Invertase is efficiently secreted by ypt6Δ cells. Wild-type (WT, SEY6210) and ypt6Δ (GPY1700) strains expressing SUC2 from a multicopy plasmid (pRB58) were grown overnight at 30°C to midlogarithmic phase. After a 30-min incubation in low glucose media (0.1%) to induce invertase expression, cells were metabolically labeled with [³⁵S]methionine/cysteine followed by the addition of excess nonlabeled amino acids (chase).
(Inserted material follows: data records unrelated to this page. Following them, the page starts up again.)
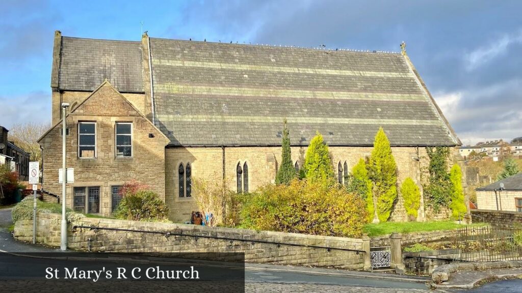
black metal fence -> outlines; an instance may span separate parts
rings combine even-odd
[[[456,261],[522,260],[522,228],[465,227],[454,241]]]

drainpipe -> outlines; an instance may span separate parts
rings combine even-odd
[[[43,147],[41,145],[40,146],[40,156],[42,158],[42,187],[40,189],[43,190]]]
[[[149,73],[150,78],[150,109],[152,112],[152,124],[156,125],[155,120],[154,117],[154,87],[152,83],[152,53],[150,50],[150,38],[149,38],[149,35],[147,35],[147,46],[149,47]]]

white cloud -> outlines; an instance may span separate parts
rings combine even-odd
[[[493,43],[481,46],[466,54],[466,69],[473,70],[496,57],[505,54],[514,43],[522,43],[522,32],[506,34]]]
[[[457,119],[459,102],[462,97],[461,92],[436,93],[433,97],[448,120],[454,121]]]
[[[433,95],[465,144],[522,136],[522,80]]]
[[[7,98],[0,96],[0,125],[8,129],[26,121],[51,123],[51,95],[34,92]]]

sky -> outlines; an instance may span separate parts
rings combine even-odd
[[[51,120],[54,31],[408,56],[465,144],[522,136],[519,0],[2,0],[0,125]],[[143,27],[142,25],[143,23]]]

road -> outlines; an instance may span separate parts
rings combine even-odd
[[[55,248],[15,240],[7,229],[11,222],[10,210],[0,210],[0,250],[11,252],[60,251]],[[383,273],[271,264],[247,264],[245,279],[245,292],[248,292],[429,291],[422,279]]]

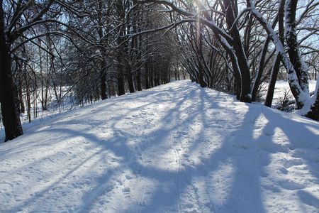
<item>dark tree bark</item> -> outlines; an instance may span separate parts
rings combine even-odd
[[[4,11],[0,1],[0,103],[6,138],[13,140],[23,133],[15,100],[15,89],[11,71],[9,47],[4,35]]]

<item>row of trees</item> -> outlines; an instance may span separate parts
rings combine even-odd
[[[318,70],[318,1],[139,1],[160,4],[175,17],[184,66],[202,87],[233,91],[241,102],[251,102],[269,80],[265,104],[270,106],[283,67],[296,109],[319,119],[318,89],[310,93],[308,86],[310,70]]]
[[[245,102],[269,82],[270,106],[284,68],[297,109],[319,120],[318,89],[308,89],[309,73],[319,70],[315,0],[0,1],[6,141],[23,133],[19,114],[30,120],[38,102],[43,110],[52,100],[83,104],[185,78],[184,71]]]
[[[1,0],[0,101],[5,141],[38,104],[84,104],[171,80],[171,33],[155,6],[129,0]],[[156,21],[154,21],[156,20]],[[36,116],[36,112],[33,113]]]

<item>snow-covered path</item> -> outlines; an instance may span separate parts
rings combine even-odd
[[[0,144],[1,212],[318,212],[319,123],[188,81]]]

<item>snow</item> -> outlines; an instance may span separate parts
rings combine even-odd
[[[1,212],[319,211],[319,123],[189,81],[34,124],[0,144]]]

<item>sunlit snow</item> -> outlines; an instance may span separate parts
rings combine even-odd
[[[1,212],[319,212],[296,114],[179,81],[35,124],[0,144]]]

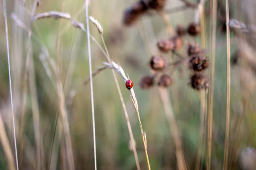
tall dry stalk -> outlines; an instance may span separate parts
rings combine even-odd
[[[19,164],[18,161],[18,155],[17,153],[17,145],[16,139],[16,131],[15,129],[15,122],[14,121],[14,111],[13,110],[13,101],[12,99],[12,78],[11,77],[11,65],[10,63],[10,51],[9,49],[9,39],[8,36],[8,26],[7,23],[7,15],[6,14],[6,0],[3,0],[3,14],[4,16],[4,23],[5,25],[6,38],[6,50],[7,53],[7,60],[8,61],[8,72],[9,74],[9,84],[10,86],[10,97],[11,98],[11,105],[12,107],[12,126],[13,128],[13,137],[14,139],[14,144],[15,148],[15,155],[16,158],[16,163],[17,170],[19,170]]]
[[[20,149],[19,151],[19,155],[20,157],[20,167],[22,167],[23,163],[23,150],[24,148],[24,140],[23,140],[23,133],[24,133],[24,129],[25,128],[25,121],[26,118],[26,99],[27,99],[27,79],[28,79],[28,71],[29,69],[29,57],[30,55],[30,50],[31,50],[31,41],[30,39],[31,38],[31,26],[32,24],[32,22],[31,22],[31,20],[32,20],[32,17],[34,16],[35,14],[35,10],[36,8],[37,8],[37,3],[38,3],[39,0],[35,0],[33,5],[33,7],[32,8],[32,11],[30,13],[30,22],[29,22],[29,26],[28,28],[28,42],[27,42],[27,51],[26,56],[26,62],[25,65],[25,70],[24,71],[24,89],[23,90],[23,106],[22,106],[22,110],[21,111],[21,118],[20,121]]]
[[[95,120],[94,116],[94,104],[93,102],[93,76],[92,71],[92,58],[90,49],[90,29],[89,26],[89,15],[88,10],[88,0],[85,0],[85,17],[86,17],[86,27],[87,29],[87,45],[88,47],[88,54],[89,57],[89,67],[90,71],[90,88],[91,102],[92,106],[92,116],[93,119],[93,152],[94,155],[94,168],[97,170],[97,160],[96,158],[96,137],[95,135]]]
[[[229,10],[228,0],[226,0],[226,20],[227,21],[227,110],[226,112],[226,137],[225,138],[225,151],[224,152],[224,163],[223,170],[227,169],[228,147],[229,142],[229,128],[230,120],[230,40]]]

Samples were removed after 0, 10, and 30 min of chase, and invertase was immunoprecipitated from internal (I) and external (E) fractions. Invertase was resolved by SDS-PAGE and subjected to phosphorimage analysis. Cytoplasmic (cyto), core, and highly glycosylated mature forms of invertase are shown.

Figure 9

Models for Ypt6p/Ric1p-mediated retrieval of TGN membrane proteins. Dotted arrows indicate possible Ypt6-dependent pathways. CGN-targeted vesicles containing Gos1p and possibly Ykt6p may originate from the prevacuolar endosome compartment (PVC; pathway 1) or from the TGN (pathway 2). Ykt6p may act as part of a Sed5p t-SNARE rather than as a vesicle-associated v-SNARE. See text for details.